India's merchandise exports in October rose by 10.8% to $19.87 billion, while imports during the same month climbed by 22% to $39.51 billion, data released by the Government showed on Thursday. As a result, the trade deficit for October 2011 stood at $19.64 billion versus $14.53 billion in the corresponding month a year earlier.

Food inflation tumbled in the third week of November but fuel inflation increased marginally, data released by the Government showed on Thursday. Food inflation declined to 8% in the week ended November 19 from 9.01% in the preceding week, the Commerce & Industry Ministry said Thursday. Food inflation stood at 9.03% in the corresponding week last year. Inflation in the Primary Articles group fell to 7.74% in the week under review, from 9.08% in the week ended November 12, according to the Commerce Ministry statement. It was at 14.32% in the year-ago period. Inflation in the Fuel & Power group stood at 15.53% in the week ended November 19 versus 15.49% in the previous week, the Government data showed. It was at 10.07% in the comparable week of the previous year.

India's inflation rate will fall sharply over the next few months and the country's economy should hold up despite the global economic slowdown, Prime Minister Manmohan Singh said on Tuesday.

RBI announced a 25 basis points hike in its key policy rate viz. the repo rate to 8.5% after half-yearly review of the monetary policy on 25 October 2011. The central bank cut its GDP growth forecast for the current fiscal year through March 2012 to 7.6% from 8% earlier. But it retained its March-end inflation projection of 7%. RBI said the projected inflation trajectory indicates that the inflation rate will begin falling in December 2011 (January 2012 release) and then continue down a steady path to 7% by March 2012. It is expected to moderate further in the first half of 2012-13. This reflects a combination of commodity price movements and the cumulative impact of monetary tightening. Further, moderating inflation rates are likely to impact expectations favourably.

Asian stocks paused on Friday, a day after posting their biggest single-day rise in more than two months, as investors cashed in some gains and looked ahead to a key European summit next week for more progress on tackling the euro-zone debt crisis. Key benchmark indices in China, Hong Kong, Indonesia, Singapore, South Korea and Taiwan were down by between 0.23% to 1.22%. Japan's Nikkei Average rose 0.19%.

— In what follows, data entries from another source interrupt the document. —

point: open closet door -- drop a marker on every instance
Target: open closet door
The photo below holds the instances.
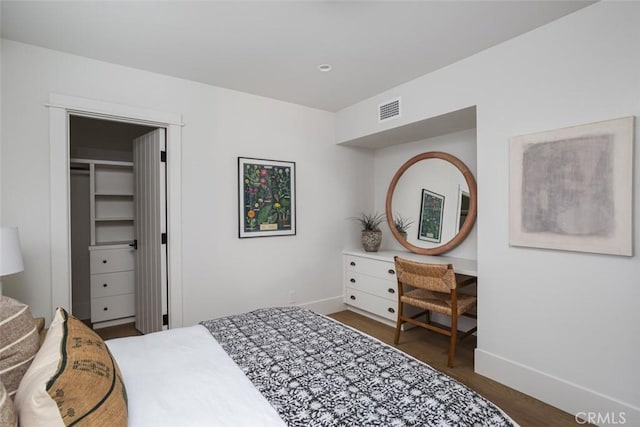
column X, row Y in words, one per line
column 149, row 167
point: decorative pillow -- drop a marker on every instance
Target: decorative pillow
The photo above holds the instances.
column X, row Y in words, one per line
column 73, row 380
column 19, row 342
column 7, row 412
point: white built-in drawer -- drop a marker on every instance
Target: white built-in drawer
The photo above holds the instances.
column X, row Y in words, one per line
column 113, row 307
column 111, row 260
column 374, row 285
column 108, row 284
column 371, row 303
column 370, row 267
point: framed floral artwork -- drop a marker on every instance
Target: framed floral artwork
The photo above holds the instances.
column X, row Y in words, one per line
column 431, row 210
column 267, row 197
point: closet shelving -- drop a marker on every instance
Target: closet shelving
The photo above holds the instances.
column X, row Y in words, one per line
column 112, row 263
column 111, row 200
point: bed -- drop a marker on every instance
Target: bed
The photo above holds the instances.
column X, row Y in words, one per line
column 269, row 367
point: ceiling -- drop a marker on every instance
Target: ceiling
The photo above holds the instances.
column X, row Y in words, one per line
column 273, row 48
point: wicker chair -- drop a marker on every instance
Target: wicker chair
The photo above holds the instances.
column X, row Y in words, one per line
column 433, row 287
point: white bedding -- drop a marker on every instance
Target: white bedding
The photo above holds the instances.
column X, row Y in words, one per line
column 182, row 377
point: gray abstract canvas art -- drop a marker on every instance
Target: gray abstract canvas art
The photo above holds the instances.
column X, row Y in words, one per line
column 572, row 188
column 567, row 186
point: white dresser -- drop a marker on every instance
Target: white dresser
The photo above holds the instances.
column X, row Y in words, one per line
column 112, row 279
column 370, row 282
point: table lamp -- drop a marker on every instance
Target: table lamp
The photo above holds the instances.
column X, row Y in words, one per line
column 10, row 255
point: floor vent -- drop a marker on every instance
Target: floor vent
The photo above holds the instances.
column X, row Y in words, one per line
column 389, row 110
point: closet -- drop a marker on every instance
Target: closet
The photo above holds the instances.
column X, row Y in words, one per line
column 103, row 220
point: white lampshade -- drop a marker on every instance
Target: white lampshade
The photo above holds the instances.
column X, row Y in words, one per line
column 10, row 255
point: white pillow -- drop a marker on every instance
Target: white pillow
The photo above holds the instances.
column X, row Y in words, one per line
column 33, row 403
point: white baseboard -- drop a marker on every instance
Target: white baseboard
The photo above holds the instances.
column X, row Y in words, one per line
column 325, row 306
column 572, row 398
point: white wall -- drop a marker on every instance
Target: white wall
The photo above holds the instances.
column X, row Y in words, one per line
column 561, row 326
column 221, row 273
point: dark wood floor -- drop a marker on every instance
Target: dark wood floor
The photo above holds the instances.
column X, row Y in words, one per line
column 432, row 349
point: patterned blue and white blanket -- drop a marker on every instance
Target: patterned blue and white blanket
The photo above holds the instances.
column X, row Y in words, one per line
column 317, row 372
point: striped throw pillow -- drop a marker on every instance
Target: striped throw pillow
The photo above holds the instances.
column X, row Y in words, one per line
column 19, row 342
column 74, row 380
column 8, row 416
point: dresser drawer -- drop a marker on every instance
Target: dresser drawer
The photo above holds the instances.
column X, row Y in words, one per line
column 108, row 284
column 111, row 260
column 113, row 307
column 371, row 303
column 370, row 267
column 383, row 288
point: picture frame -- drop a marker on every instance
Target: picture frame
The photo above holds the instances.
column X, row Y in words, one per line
column 571, row 188
column 267, row 197
column 431, row 213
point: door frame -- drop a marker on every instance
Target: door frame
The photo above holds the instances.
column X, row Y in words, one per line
column 60, row 108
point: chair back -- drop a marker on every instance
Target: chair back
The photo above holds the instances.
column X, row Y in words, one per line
column 432, row 277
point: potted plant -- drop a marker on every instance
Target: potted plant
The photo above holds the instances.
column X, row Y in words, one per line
column 402, row 225
column 371, row 233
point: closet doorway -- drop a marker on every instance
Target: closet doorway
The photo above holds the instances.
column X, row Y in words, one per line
column 118, row 223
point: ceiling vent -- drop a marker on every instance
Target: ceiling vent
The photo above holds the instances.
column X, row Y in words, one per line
column 389, row 110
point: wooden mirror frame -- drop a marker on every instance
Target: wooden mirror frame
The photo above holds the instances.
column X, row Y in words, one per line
column 473, row 203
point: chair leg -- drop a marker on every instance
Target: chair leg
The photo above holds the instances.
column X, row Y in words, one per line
column 398, row 323
column 453, row 340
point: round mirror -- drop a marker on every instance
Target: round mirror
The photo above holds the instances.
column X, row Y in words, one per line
column 435, row 193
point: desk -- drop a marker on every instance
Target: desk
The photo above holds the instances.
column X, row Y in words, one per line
column 370, row 283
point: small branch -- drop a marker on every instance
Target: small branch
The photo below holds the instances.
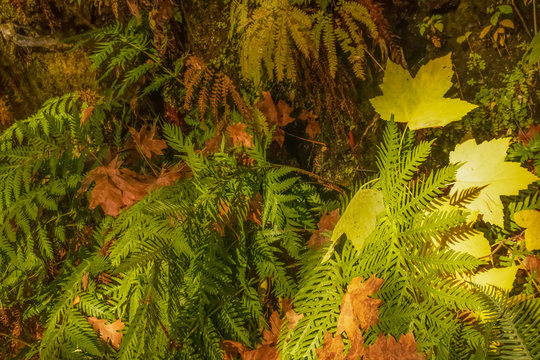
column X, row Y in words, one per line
column 301, row 138
column 45, row 42
column 521, row 18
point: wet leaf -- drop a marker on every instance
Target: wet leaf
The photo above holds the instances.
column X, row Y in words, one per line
column 530, row 220
column 390, row 349
column 484, row 165
column 420, row 101
column 239, row 136
column 326, row 223
column 144, row 139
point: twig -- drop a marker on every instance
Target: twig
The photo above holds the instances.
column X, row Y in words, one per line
column 522, row 19
column 301, row 138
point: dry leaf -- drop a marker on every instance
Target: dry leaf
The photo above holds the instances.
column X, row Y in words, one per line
column 87, row 113
column 532, row 264
column 233, row 349
column 108, row 331
column 284, row 113
column 275, row 115
column 332, row 348
column 239, row 136
column 115, row 188
column 268, row 108
column 327, row 222
column 144, row 139
column 85, row 281
column 388, row 349
column 313, row 129
column 365, row 308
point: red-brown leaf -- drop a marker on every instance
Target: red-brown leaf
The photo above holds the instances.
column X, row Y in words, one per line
column 239, row 136
column 108, row 331
column 389, row 349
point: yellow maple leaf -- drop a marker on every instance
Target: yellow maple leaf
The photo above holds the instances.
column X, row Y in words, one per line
column 359, row 219
column 484, row 165
column 530, row 220
column 420, row 101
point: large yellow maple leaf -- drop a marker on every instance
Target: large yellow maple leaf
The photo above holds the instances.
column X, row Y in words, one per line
column 420, row 101
column 484, row 165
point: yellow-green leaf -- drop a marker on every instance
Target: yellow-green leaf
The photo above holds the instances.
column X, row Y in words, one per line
column 476, row 245
column 420, row 101
column 530, row 220
column 502, row 278
column 484, row 165
column 359, row 219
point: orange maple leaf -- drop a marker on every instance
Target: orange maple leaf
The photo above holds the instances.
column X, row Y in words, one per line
column 326, row 223
column 390, row 349
column 239, row 136
column 275, row 115
column 332, row 349
column 108, row 331
column 115, row 188
column 365, row 308
column 267, row 350
column 144, row 139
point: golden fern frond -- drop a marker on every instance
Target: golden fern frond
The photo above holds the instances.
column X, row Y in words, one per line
column 273, row 33
column 388, row 42
column 213, row 89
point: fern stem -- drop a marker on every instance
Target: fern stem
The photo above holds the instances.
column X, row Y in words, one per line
column 15, row 339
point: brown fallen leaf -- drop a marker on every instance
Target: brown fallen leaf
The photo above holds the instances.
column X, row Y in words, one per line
column 332, row 348
column 532, row 264
column 108, row 331
column 312, row 129
column 268, row 108
column 284, row 113
column 144, row 140
column 365, row 308
column 239, row 136
column 390, row 349
column 115, row 188
column 327, row 222
column 275, row 115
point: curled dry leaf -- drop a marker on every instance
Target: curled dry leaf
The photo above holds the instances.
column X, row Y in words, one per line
column 239, row 136
column 390, row 349
column 144, row 139
column 332, row 349
column 108, row 331
column 312, row 129
column 118, row 188
column 279, row 115
column 532, row 264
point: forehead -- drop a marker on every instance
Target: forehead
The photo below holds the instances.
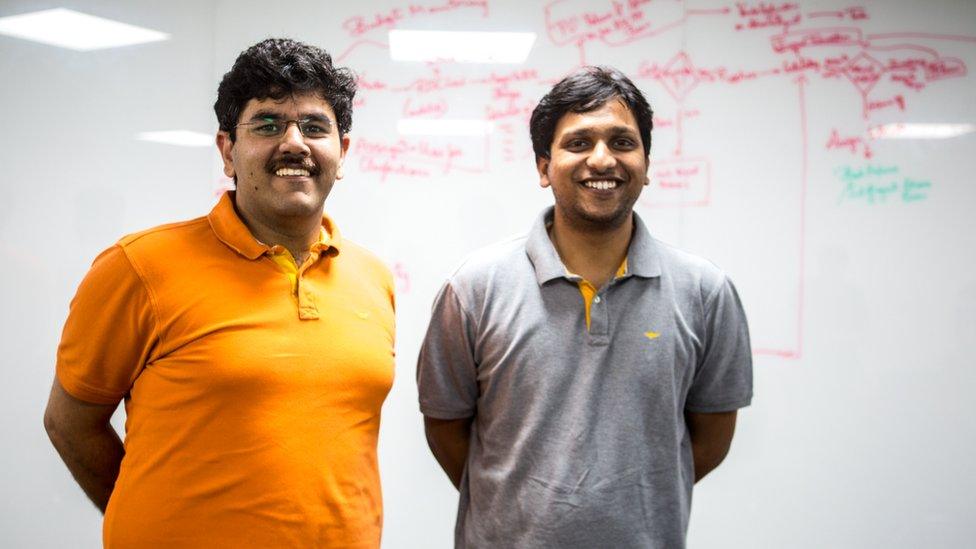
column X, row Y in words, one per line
column 612, row 115
column 291, row 106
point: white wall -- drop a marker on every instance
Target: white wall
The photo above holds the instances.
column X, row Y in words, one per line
column 860, row 311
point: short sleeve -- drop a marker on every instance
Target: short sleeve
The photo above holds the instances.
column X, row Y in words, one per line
column 723, row 379
column 110, row 331
column 446, row 370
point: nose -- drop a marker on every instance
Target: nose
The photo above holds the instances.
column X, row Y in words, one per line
column 601, row 159
column 292, row 141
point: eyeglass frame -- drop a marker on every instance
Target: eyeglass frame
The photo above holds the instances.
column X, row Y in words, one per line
column 323, row 121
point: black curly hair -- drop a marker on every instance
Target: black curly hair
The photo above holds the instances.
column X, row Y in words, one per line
column 278, row 67
column 583, row 91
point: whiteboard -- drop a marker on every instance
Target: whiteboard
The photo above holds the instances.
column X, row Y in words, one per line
column 782, row 151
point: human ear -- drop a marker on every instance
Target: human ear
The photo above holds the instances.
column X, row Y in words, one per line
column 343, row 149
column 542, row 165
column 225, row 146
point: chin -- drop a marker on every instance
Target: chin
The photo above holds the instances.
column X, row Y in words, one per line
column 299, row 207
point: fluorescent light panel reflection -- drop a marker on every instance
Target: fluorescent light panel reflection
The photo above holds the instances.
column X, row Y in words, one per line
column 70, row 29
column 441, row 126
column 182, row 138
column 920, row 131
column 464, row 47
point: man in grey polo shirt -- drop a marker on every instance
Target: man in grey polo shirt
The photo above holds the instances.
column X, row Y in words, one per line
column 575, row 383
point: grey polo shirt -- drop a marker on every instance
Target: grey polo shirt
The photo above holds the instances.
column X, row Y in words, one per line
column 579, row 438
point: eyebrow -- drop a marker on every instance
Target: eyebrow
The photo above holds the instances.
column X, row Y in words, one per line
column 272, row 115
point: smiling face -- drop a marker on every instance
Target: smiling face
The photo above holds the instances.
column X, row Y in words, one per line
column 284, row 179
column 597, row 167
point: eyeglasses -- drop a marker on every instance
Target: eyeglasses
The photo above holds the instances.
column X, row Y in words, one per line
column 310, row 128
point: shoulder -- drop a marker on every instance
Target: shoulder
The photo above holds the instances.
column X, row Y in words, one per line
column 363, row 259
column 486, row 264
column 163, row 237
column 686, row 268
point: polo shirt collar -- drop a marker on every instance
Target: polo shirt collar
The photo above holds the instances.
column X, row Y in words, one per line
column 642, row 255
column 230, row 230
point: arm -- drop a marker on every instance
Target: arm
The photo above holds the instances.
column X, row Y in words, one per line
column 711, row 436
column 86, row 441
column 448, row 441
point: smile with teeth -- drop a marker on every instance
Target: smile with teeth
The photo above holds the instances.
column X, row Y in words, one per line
column 601, row 185
column 284, row 172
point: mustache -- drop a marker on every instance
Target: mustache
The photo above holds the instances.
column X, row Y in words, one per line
column 293, row 162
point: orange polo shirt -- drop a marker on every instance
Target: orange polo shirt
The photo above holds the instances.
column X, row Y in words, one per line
column 252, row 388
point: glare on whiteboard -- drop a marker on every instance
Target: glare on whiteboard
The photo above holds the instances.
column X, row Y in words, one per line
column 920, row 131
column 70, row 29
column 463, row 47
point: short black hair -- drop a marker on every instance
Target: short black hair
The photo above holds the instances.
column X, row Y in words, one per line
column 583, row 91
column 278, row 67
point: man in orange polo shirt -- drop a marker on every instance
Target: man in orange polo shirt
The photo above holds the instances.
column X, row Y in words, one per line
column 253, row 347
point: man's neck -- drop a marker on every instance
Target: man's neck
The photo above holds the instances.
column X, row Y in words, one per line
column 296, row 235
column 593, row 254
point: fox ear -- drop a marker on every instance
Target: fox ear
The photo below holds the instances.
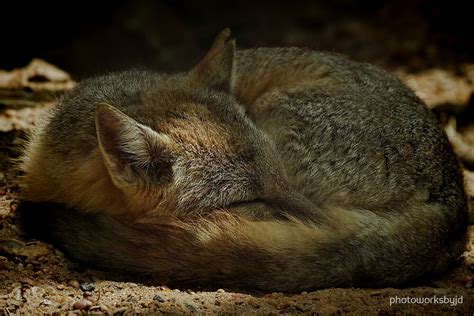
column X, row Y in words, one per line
column 131, row 151
column 216, row 69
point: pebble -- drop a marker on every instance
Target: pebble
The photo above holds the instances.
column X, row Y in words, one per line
column 82, row 304
column 191, row 308
column 87, row 286
column 158, row 298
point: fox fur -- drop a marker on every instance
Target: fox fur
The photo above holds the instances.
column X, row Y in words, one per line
column 278, row 169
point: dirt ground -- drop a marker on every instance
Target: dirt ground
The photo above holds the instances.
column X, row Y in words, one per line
column 36, row 278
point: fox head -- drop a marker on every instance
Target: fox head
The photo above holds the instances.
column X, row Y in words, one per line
column 194, row 152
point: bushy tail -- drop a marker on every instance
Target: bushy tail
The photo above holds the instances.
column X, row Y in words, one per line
column 350, row 248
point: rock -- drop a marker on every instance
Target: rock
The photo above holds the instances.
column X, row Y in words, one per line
column 82, row 305
column 87, row 286
column 18, row 248
column 74, row 284
column 158, row 298
column 191, row 308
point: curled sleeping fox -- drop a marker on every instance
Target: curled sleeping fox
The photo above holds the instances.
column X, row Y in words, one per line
column 278, row 169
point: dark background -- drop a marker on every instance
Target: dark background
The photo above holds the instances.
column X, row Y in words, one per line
column 91, row 37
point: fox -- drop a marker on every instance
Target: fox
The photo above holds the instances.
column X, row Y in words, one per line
column 273, row 169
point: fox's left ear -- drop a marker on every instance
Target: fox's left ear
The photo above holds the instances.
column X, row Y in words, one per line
column 216, row 69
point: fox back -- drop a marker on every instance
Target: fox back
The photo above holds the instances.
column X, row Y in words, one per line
column 274, row 168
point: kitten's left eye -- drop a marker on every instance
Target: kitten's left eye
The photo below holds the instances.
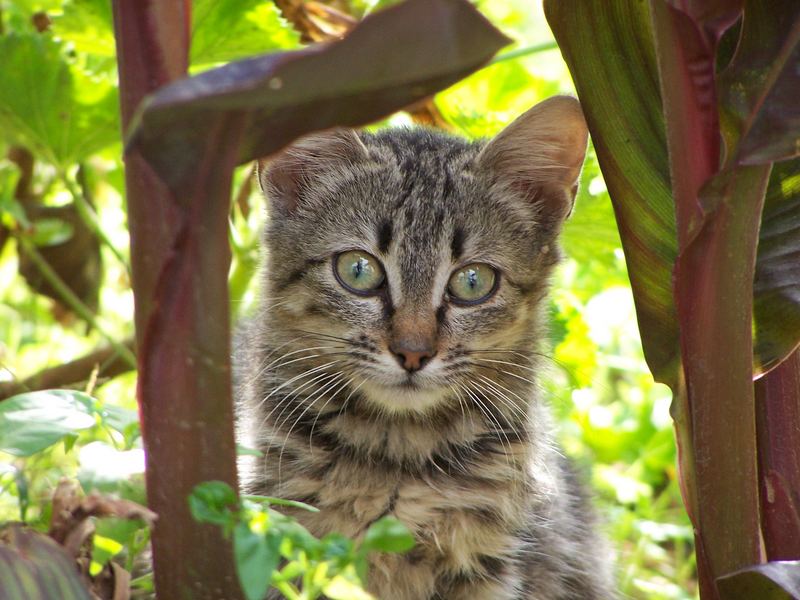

Coordinated central bank action to cut the cost of funds in money markets, plus a Chinese move to free up more bank capital, sparked a big rally in Asian stocks on Thursday.

U.S. stocks declined on Thursday as better-than- forecast manufacturing growth and a rally in French and Spanish bonds were not enough to extend the biggest three-day gain in the Standard & Poor's 500 Index since March 2009.

The monthly U.S. payrolls data due later in the global day. The labour data is expected to show an increase of 122,000 jobs and a steady unemployment rate of 9.0%.